A Hollywood stuntman by trade, Paul worked for 17 years in "the industry" before Disillusionment slammed home and he took off a ramblin' and a rollin' on a rootin' tootin' road trip cross-country to Boston, the place of this country's birth. Paul got a job as the town crier, and after a week he was a crying like the best of 'em, crying up and down the streets, on the T, telling folks when it was bedtime. But Paul fell victim to Temptation. A fellow crier convinced him to moonlight as a drag racer, and so at midnight, when the crier's shift traditionally ended, Paul and his compadre, his amigo, his head honcho of affairs and entanglements, dressed up in drag and drove off together into the Wilds of New Hampshire.
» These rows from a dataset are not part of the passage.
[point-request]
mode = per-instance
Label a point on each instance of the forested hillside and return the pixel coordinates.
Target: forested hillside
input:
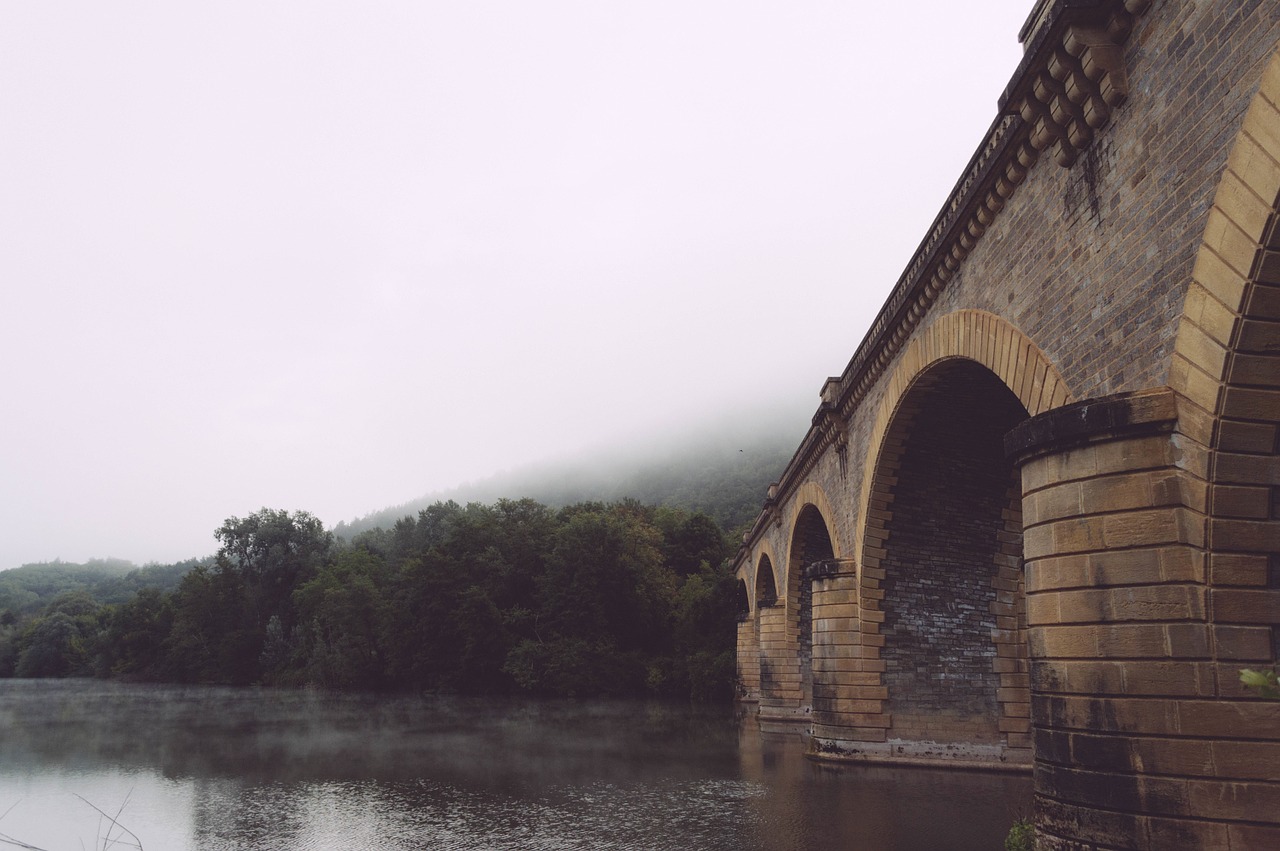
(615, 599)
(723, 476)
(live free or die, Columbine is nigh)
One night, oh starry starry night, the SCUDS bursting in mid-air, Paul let the speed get to him. He overcompensated on Dead Man's Curve and went over Blind Man's Bluff, but he did not die. No, he did not die. For Paul was destined for Great Things in this Country, and as soon as his Hummer, that kind, crafty, resilient machine, hit the ground without exploding, he pointed it in the direction of the city and so sped down the streets, rapping at every window, rousing all the Bostonians with this, his famous cry: "The redcoats are coming! The Redcoats are Coming! THE REDCOATS ARE COMING..."
But by this time no one knew what he meant.